Needing to eat was remarkably easy to adjust to – he was already accustomed to McCree making sure he had food, so now he ate it and enjoyed every bite instead of just assimilating it. Remembering that he needed to sleep was much harder, and he suspected that Sombra pointedly dragging McCree into her room at ten on the dot each night was her way of telling him to go to bed. Surprisingly, however, the biggest adjustment was his voice. Re-learning how to growl wasn’t easy. He spent an hour or two on it and went off to his meeting with Vialli fighting terror – but Vialli didn’t seem to notice. That bought him a week to try to get better at it.

He made pulled tequila-lime chicken and feasted on soft tacos with his cowboy son. He reveled in pancakes with bacon and real maple syrup. He rediscovered coffee and ate cake, gorged on pizza and subs and hot wings, burgers and fries and soda. And he confirmed that his hair was growing unnaturally fast, probably due to the newborn hair follicles not knowing what normal was. It was already long enough to start curling, and he was tempted to shave it off, but Sombra and his cowboy son convinced him to leave it. In a way, it was a symbol of the new, uncharted future they were working towards, and he grumbled a few times to keep up the illusion but suspected that neither of them were fooled.

After about a week, he remembered the surprise McCree had left in his pile of shirts and tried it out. The way it clenched around him, reacting to his motions, brought back vivid memories of the last time he’d been intimate with his husband. Although it made the experience that much more amazing, he went to bed missing Jack so much that it hurt. Not the tired, scarred man with sad blue eyes, but his Sunshine – the man who made him feel full of light just by smiling at him, the man who always wound up wrapped around him sometime between falling asleep and waking up, the man who’d put a ring on his finger with an inscription of All my love and to whom he’d promised Forever yours in return.

The next morning, he emerged from his bedroom clad in Reaper’s armor rather than the casual clothes he’d been indulging in, irritated by the way he could feel his hair against the hood and embracing it as an emotional crutch to keep him focused on things other than the hedonism he’d been wallowing in.

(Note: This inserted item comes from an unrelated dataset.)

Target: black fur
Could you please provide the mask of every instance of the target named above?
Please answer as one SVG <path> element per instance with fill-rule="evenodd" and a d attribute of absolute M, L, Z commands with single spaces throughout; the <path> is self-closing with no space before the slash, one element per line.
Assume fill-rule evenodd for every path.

“I’ve been distracted,” he growled, “but Talon needs to go down and I can’t afford to be anything but Reaper until then.”

McCree looked unhappy, but Sombra nodded. “I may have a plan,” she declared crisply. “It all hinges on Akande Ogundimu.”

“Who was securely locked up in prison, last I checked,” Reaper said, arms crossed.

“True, but if he breaks out…”

He did some rapid mental calculations. Ogundimu’s aspirations and philosophies clashed amazingly with Vialli’s. There would be some fairly intense power struggles almost immediately. It could provide a once-in-a-lifetime opportunity, but they’d have to be ready for it.

“Keep me informed,” he instructed. “I’ll suggest to Vialli that he might want to loan his best weapons to Ogundimu for information-gathering purposes. I have no qualms about being a double agent there, and I assume you don’t, either.”

Sombra grinned at him. “No objections here…Boss.”

Reaper rubbed his clawed hands together. “Good.”